FOURIER-TRANSFORM INFRARED SPECTROSCOPIC STUDIES OF CROSS-LINKED HUMAN SERUM-ALBUMIN MICROCAPSULES .2. INFLUENCE OF REACTION-TIME ON SPECTRA AND CORRELATION WITH MICROCAPSULE MORPHOLOGY AND SIZE

Microcapsules were prepared from human serum albumin (HSA) through interfacial cross-linking with terephthaloyl chloride (TC). Reaction times were increased from 2 to 60 min, while pH (9.8) and TC concentration (2.5% w/v) were kept constant. Fourier-transform infrared (FT-IR) spectra of lyophilized microcapsules were compared. Correlations were established with microcapsule morphology and size, as had been done in a previous study exploring the effect of increasing pH values. Microcapsules obtained after 2 min had to be considered separately.

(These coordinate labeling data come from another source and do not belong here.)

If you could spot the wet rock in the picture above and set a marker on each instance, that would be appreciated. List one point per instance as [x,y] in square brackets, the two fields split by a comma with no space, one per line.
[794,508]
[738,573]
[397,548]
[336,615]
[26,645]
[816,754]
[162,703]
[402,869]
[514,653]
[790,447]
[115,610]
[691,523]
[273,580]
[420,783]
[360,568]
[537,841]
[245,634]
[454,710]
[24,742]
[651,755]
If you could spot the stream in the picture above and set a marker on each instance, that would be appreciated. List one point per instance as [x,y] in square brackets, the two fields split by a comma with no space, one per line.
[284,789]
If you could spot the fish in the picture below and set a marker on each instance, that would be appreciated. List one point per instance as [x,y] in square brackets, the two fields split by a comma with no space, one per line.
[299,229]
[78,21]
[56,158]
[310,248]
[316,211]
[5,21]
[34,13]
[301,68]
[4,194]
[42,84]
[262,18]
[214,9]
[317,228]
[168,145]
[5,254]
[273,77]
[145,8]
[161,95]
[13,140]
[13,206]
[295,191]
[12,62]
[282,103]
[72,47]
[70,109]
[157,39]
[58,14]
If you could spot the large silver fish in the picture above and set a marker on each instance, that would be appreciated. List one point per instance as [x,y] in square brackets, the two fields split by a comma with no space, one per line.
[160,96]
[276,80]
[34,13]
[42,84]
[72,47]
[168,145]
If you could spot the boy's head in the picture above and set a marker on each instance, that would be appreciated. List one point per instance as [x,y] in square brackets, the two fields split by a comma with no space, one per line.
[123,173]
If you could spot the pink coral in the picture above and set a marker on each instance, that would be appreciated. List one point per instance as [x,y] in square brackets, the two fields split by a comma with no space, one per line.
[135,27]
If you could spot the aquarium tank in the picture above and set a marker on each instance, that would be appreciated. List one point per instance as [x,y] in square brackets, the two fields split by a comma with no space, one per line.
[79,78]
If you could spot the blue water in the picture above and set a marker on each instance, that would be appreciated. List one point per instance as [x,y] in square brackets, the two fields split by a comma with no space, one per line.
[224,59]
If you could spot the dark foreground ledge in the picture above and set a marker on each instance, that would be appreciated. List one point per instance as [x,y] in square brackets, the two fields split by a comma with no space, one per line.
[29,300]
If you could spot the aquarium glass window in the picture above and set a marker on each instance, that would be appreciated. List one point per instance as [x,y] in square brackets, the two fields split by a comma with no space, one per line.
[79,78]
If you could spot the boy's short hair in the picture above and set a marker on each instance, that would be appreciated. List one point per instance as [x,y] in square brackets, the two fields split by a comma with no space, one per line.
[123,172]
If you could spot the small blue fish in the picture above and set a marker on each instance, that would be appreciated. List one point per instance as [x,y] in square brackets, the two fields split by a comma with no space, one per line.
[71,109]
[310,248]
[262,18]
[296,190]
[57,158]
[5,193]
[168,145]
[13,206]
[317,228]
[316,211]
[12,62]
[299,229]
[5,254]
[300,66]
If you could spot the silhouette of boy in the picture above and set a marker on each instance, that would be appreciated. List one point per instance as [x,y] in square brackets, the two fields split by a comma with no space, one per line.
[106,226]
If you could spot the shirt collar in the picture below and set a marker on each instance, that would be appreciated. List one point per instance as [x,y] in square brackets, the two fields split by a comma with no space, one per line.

Minor alterations were observed in the spectrum as compared with pure HSA. They consisted of a decrease of the ester-assigned 1724-cm(-1) band and of the carboxylate-assigned 1394-cm(-1) band, attributed to a removal of contaminating lipids of HSA, and an increase of the 1624-cm(-1) band, attributed to interchain H bonding following acylation of the NH2 groups. Prolonging the reaction time resulted in a progressive increase of the bands at 1724 testers), 1795 (anhydrides), and 1624 cm(-1) (beta-sheet), in a further decrease of the 1394-cm(-1) band (carboxylates), and in marked alterations of the 1340-1080-cm(-1) region. These important changes, which appeared after 5 min, reflect the progressive acylation of the hydroxy and carboxy[ate groups of HSA. As in the previous series of pH-based assays, important spectral changes were shown to correspond to a decrease in microcapsule mean size (from 32 to <15 mu m) and in important modifications of the membrane surface, made rough.